# Decoherence in quantum systems always produces $\vert0\rangle$

I was recently asked two questions concerning error in quantum computing:

1. Is it possible for quantum computers to exhibit behavior similar to flip errors in classical computers where a state $$\vert0\rangle$$ becomes $$\vert1\rangle$$ due to this error?
2. Is it possible for a quantum computer to decohere to $$\vert1\rangle$$ or some probability distribution between $$\vert0\rangle$$ and $$\vert1\rangle$$ based on the state the system is currently in.

My own thoughts are that the first is possible depending on where in the Bloch sphere your qubits are and the operations you're trying to do. That's why we have quantum error-correction code.

The second question was more tricky. My explanation is that, if I have a density matrix representing the pure state $$\begin{bmatrix}1 & 0 & 0 & 1\end{bmatrix} / \sqrt 2$$: $$\begin{bmatrix}0.5 & 0 & 0 & 0.5 \\ 0 & 0 & 0 & 0 \\ 0 & 0 & 0 & 0 \\ 0.5& 0& 0& 0.5\end{bmatrix}$$

then I can see the probabilities of all given outcomes for the system.
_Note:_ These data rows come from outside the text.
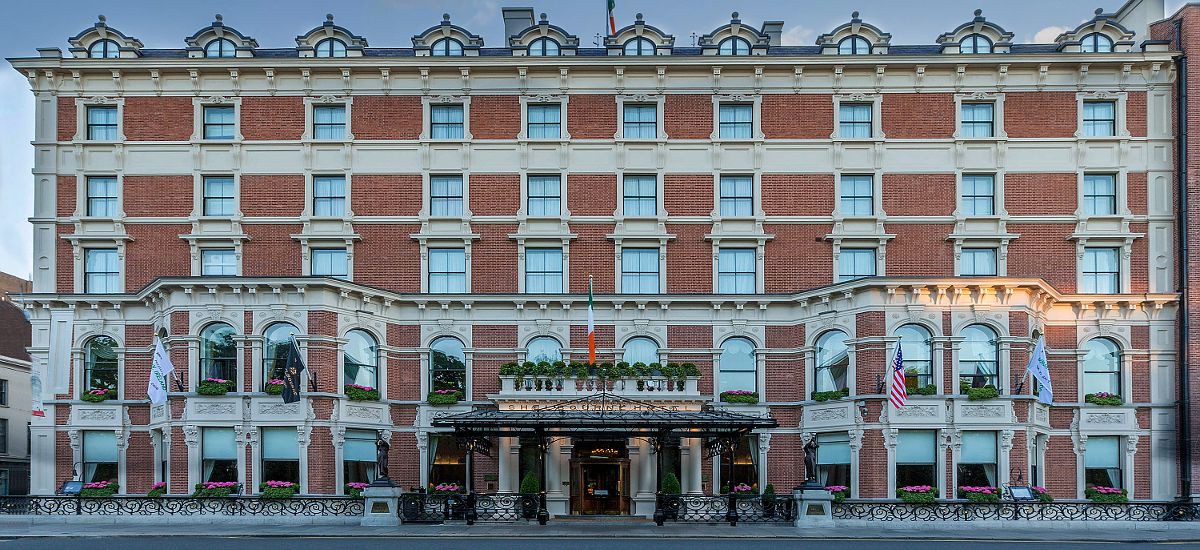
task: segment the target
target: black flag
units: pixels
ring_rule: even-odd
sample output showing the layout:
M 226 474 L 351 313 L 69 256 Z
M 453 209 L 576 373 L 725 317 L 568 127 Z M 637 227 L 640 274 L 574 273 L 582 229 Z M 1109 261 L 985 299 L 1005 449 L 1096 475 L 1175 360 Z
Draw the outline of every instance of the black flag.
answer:
M 283 359 L 283 402 L 296 403 L 300 401 L 300 373 L 304 372 L 304 358 L 300 355 L 300 345 L 292 338 L 288 345 L 287 357 Z

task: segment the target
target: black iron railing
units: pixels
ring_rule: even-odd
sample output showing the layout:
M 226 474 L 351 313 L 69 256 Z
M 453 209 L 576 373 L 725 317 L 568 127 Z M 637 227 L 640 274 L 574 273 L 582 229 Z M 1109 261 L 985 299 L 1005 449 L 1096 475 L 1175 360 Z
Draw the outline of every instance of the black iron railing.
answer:
M 111 496 L 0 497 L 0 515 L 98 516 L 361 516 L 362 499 L 349 497 Z
M 404 523 L 446 521 L 516 522 L 537 520 L 546 524 L 546 494 L 404 493 L 400 495 L 400 520 Z
M 907 502 L 847 500 L 833 505 L 834 519 L 868 521 L 1196 521 L 1200 506 L 1176 502 Z
M 664 495 L 654 500 L 654 522 L 789 523 L 796 519 L 790 495 Z

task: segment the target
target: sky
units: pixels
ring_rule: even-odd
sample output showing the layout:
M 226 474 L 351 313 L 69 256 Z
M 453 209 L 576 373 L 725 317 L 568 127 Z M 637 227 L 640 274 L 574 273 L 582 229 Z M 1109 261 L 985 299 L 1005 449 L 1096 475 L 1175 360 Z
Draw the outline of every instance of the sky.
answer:
M 970 20 L 976 8 L 989 21 L 1016 34 L 1016 42 L 1051 42 L 1066 29 L 1091 19 L 1096 8 L 1113 11 L 1122 0 L 616 0 L 617 27 L 646 23 L 690 46 L 699 36 L 729 22 L 730 12 L 759 27 L 783 20 L 785 45 L 812 45 L 816 37 L 861 12 L 863 21 L 892 34 L 893 44 L 932 44 L 941 33 Z M 1167 0 L 1167 14 L 1183 0 Z M 0 58 L 35 57 L 36 48 L 57 46 L 91 27 L 102 12 L 109 26 L 140 39 L 148 48 L 182 48 L 183 39 L 207 26 L 213 14 L 258 40 L 259 46 L 293 47 L 295 37 L 318 26 L 326 13 L 375 47 L 411 47 L 411 37 L 441 21 L 443 13 L 483 37 L 486 46 L 504 44 L 500 9 L 531 6 L 550 22 L 591 46 L 603 32 L 606 0 L 49 0 L 15 1 L 4 6 L 17 22 L 0 33 Z M 282 9 L 281 9 L 282 8 Z M 98 11 L 99 10 L 99 11 Z M 33 96 L 25 78 L 0 61 L 0 271 L 29 277 L 32 265 Z

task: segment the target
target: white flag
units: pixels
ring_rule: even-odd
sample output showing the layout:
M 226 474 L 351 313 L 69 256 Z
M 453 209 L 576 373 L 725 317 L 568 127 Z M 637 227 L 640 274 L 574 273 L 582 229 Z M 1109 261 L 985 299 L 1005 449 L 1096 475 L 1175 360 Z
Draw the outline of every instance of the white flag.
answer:
M 1046 362 L 1046 339 L 1039 338 L 1029 364 L 1025 366 L 1038 381 L 1038 401 L 1049 405 L 1054 401 L 1054 390 L 1050 386 L 1050 365 Z
M 167 390 L 170 388 L 167 377 L 172 372 L 175 372 L 175 365 L 171 364 L 171 356 L 163 347 L 162 340 L 155 338 L 154 360 L 150 364 L 150 387 L 146 388 L 146 395 L 150 396 L 151 403 L 159 405 L 167 402 Z

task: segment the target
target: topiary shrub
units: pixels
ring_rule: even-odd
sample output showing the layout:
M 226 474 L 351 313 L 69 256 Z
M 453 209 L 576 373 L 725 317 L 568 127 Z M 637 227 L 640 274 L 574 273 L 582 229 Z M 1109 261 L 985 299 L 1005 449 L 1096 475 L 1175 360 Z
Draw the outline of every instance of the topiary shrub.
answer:
M 542 492 L 542 481 L 534 472 L 528 472 L 525 477 L 521 478 L 521 493 L 532 495 Z
M 995 399 L 1000 397 L 1000 390 L 996 386 L 988 384 L 982 388 L 968 388 L 967 399 L 971 401 L 982 401 L 984 399 Z
M 664 495 L 678 495 L 683 492 L 683 488 L 679 486 L 679 478 L 675 477 L 672 472 L 667 472 L 663 476 L 658 488 Z

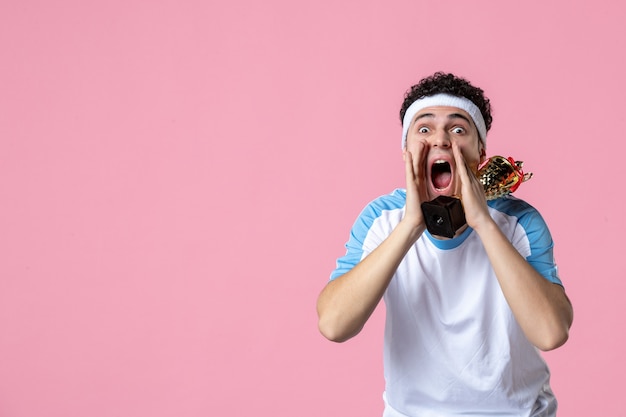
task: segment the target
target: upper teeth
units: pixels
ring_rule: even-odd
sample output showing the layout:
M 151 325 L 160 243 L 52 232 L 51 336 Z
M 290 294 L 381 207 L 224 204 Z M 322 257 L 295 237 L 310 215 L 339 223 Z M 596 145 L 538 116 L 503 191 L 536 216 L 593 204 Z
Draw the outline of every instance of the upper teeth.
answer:
M 446 161 L 444 161 L 443 159 L 438 159 L 434 162 L 435 164 L 447 164 Z

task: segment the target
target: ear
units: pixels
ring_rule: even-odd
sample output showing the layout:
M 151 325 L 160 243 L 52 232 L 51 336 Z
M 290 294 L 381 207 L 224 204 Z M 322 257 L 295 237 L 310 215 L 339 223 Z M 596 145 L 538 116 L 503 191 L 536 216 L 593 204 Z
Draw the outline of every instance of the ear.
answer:
M 478 152 L 480 153 L 480 163 L 483 163 L 485 162 L 485 159 L 487 159 L 487 151 L 485 150 L 485 145 L 482 143 L 479 144 L 478 147 Z

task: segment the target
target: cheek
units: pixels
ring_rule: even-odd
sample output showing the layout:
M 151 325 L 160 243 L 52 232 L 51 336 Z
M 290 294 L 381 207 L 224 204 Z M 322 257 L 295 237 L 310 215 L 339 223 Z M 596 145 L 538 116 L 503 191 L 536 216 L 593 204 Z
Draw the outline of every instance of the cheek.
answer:
M 480 150 L 475 146 L 460 145 L 459 149 L 465 157 L 465 159 L 478 159 L 480 158 Z
M 426 143 L 423 140 L 409 135 L 406 142 L 406 149 L 412 154 L 415 154 L 418 149 L 423 149 L 425 145 Z
M 467 164 L 474 170 L 476 170 L 478 168 L 478 165 L 480 165 L 480 163 L 485 159 L 484 153 L 475 148 L 461 148 L 461 153 L 465 158 L 465 162 L 467 162 Z

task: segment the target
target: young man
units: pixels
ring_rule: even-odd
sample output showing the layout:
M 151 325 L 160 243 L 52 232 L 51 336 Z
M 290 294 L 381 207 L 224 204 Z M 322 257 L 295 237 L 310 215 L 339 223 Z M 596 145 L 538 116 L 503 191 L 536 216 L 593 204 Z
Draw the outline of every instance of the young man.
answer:
M 513 196 L 487 201 L 491 107 L 480 88 L 435 73 L 402 109 L 406 190 L 371 202 L 319 295 L 322 334 L 357 335 L 384 297 L 385 417 L 554 416 L 538 349 L 568 338 L 572 306 L 540 214 Z M 421 203 L 461 198 L 467 225 L 428 232 Z

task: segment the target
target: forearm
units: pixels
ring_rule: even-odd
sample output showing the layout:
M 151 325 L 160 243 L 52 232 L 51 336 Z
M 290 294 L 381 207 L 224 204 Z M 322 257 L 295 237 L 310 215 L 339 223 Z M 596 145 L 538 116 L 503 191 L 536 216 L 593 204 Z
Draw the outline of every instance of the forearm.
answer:
M 357 335 L 380 302 L 398 265 L 424 231 L 403 221 L 352 270 L 329 282 L 317 300 L 320 332 L 343 342 Z
M 528 340 L 541 350 L 567 341 L 572 306 L 563 287 L 541 276 L 494 222 L 479 233 L 502 292 Z

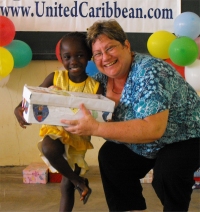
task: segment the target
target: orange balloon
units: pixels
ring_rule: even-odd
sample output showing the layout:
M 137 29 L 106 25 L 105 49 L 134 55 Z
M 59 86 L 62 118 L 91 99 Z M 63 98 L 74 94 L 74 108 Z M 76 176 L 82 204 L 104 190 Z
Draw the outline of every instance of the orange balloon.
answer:
M 62 63 L 62 59 L 60 57 L 60 41 L 58 41 L 58 43 L 56 44 L 56 57 L 58 59 L 58 61 L 60 61 Z
M 185 79 L 185 67 L 184 66 L 178 66 L 174 64 L 170 58 L 166 59 L 165 62 L 169 63 L 172 65 L 178 72 L 179 74 Z

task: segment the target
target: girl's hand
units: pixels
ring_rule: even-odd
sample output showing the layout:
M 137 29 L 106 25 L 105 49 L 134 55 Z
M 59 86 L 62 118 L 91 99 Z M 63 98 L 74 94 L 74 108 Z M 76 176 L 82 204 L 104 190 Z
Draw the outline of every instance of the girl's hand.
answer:
M 29 123 L 27 123 L 23 117 L 23 112 L 24 112 L 24 108 L 20 105 L 18 105 L 15 110 L 14 110 L 14 114 L 19 122 L 20 127 L 22 128 L 26 128 L 25 125 L 31 125 Z
M 61 120 L 61 123 L 69 125 L 64 127 L 64 129 L 77 135 L 95 135 L 99 122 L 92 117 L 90 111 L 83 104 L 81 104 L 80 109 L 83 113 L 83 118 L 78 120 Z

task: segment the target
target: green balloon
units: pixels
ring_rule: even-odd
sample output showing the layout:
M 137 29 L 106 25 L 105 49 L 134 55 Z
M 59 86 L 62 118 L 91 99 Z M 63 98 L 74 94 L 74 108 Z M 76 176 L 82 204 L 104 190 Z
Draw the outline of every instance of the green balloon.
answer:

However, if I introduce some noise, I might get something like:

$$\begin{bmatrix}0.3 & 0 & 0 & 0.1 \\ 0 & 0.2 & 0 & 0 \\ 0 & 0 & 0.2 & 0 \\ 0.1& 0& 0& 0.3\end{bmatrix}$$

If I try to measure the state corresponding to this density matrix, I get the result 0.08, which is very close to 0. What I glean from this experiment is that, as the system interacts with the environment, information is lost, returning the system to the ground state, which is 0.

Is this interpretation correct? If not, can somebody provide more detail into what's going on?

That depends very much on your noise model. In the context of error correction, people often describe the errors as the action of Pauli operators (i.e. the depolarising channel on each qubit). The only stationary state of this channel is the maximally mixed state (NB Not $$|0\rangle$$), so the ultimate state after a long time is independent of the initial state. Perhaps you're thinking about the specific noise model that is relaxation/amplitude damping? In that case, anything in the excited state has a tendency to relax to the ground state, and so the only stationary state is $$|0\rangle$$.
However, I can easily give you noise models where the final state depends on the initial state. Dephasing noise (effectively, Pauli Z errors on each qubit) acting on several qubit is one such example. To see why, note that $$Z$$ never changes the number of qubits in the $$|1\rangle$$ state, so the final state must depend on how many $$|1\rangle$$s there were in the initial state. (Ultimately, you get a mixed state which is maximally mixed in each 'excitation subspace', but the weight on that subspace is determined by the initial state.)